Elizabeth understood, on a logical level, why
they couldn’t tell her what she was. They had a whole secret
culture to protect, but hadn’t she proved her trustworthiness from
the very beginning? “
How? By secretly meeting with Marshall’s
brother, another Alpha?”
Okay, she had to admit it would look
bad from their point of view.
She had thought they liked her. They’d seemed
genuine, but how could she be sure? She knew that Marshall was
loved and respected. Were they kind to her because they wanted
their Alpha to have a Mate? She’d never had real friends before so
she had nothing to compare.
“
No
,” she decided. She could suspect
some of them of falsehood, but not all. Max was genuinely
remorseful about keeping all this from her and genuinely grateful
for Elizabeth’s aid the night of the attack. And hadn’t Gwenna
turned to her to save George? Gwenna loved George more than
anything in the world. Would she have handed his care over to
someone she didn’t trust?
And then there was Maggie, blunt spoken and
honest. She wasn’t the kind of woman who could dole out false
praise.
“I might not have any experience with
friendship, but I grew up in a world of false smiles and
platitudes,” Elizabeth said aloud. “I know the difference.”
She couldn’t stop turning it over in her
head. Whatever their original motives might have been, some of
these people had liked her.
Would she be as hurt and angry as she was, if
she hadn’t liked them? She was hurt and angry because she still
liked them and wanted to be a part of their lives.
“You won’t win. We won’t let you.”
Those were the words she’d screamed at Creepy
Eyes. Not I won’t let you, not Marshall won’t let you, but ‘we’.
She thought about how easily she’d accepted this hidden culture
that stretched the boundaries of reality. Any normal person would
have indeed locked herself, screaming, in the bathroom. But
Elizabeth had never felt normal until she came to Rabbit Creek.
That, in the end, settled it for her. She was meant to be here.
Rabbit Creek was her home.
But would they let her stay, knowing she was
an Alpha’s Mate without being their Alpha’s mate? Marshall was at
the crux of it all. What was she supposed to do about Marshall?
Elizabeth brushed out her wet hair and dried
it with the blow dryer she found beneath the sink. Maggie had yet
to return with fresh clothes, so she had no choice but to re-dress
in her nightgown. She climbed back in bed, tucked the covers around
her and thought about Marshall.
The worst part was she’d known it. From the
very beginning, it didn’t make sense. Why would someone like
Marshall look twice at someone like her? Answer: he wouldn’t unless
some outside force compelled him. She couldn’t fault him for it. He
was as much a victim here as she was.
Elizabeth sat up straighter on the bed and
angrily placed her hands on her hips. She kicked out with her foot
because she couldn’t stamp it.
“Bullshit!”
He wasn’t a victim. He couldn’t help feeling
those urges any more than she could, but that didn’t mean he had to
act on them. He knew what she was and he took advantage of it. He’d
turned his sex-o-meter, or whatever the hell you wanted to call it,
up and made her feel things she never thought she was capable of
feeling. He made her see lovemaking as a joyful coming together of
two people who were sharing something special, something precious.

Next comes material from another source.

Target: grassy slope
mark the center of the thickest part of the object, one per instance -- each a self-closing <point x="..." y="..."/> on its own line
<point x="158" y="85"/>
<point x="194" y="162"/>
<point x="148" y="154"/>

But it wasn’t special. It wasn’t precious. It was all smoke and
mirrors.
He had a duty to provide the pack with a Mate
and she apparently fulfilled the essential requirements on his list
of Things To Look For In An Alpha’s Mate. Well, she wouldn’t be,
couldn’t be reduced to a series of checkmarks on a list.
“Come in,” she snapped when Maggie tapped on
the door.
But it wasn’t Maggie. It was Marshall who
stepped through the door with a pile of clean clothes in his
hands.
“I can’t marry you,” Elizabeth blurted, “Or
mate with you or whatever it is you do.” There. It was done. It had
to be said no matter how much it hurt.
Marshall raised his eyebrows and the corner
of his mouth quirked up. “Have I asked?”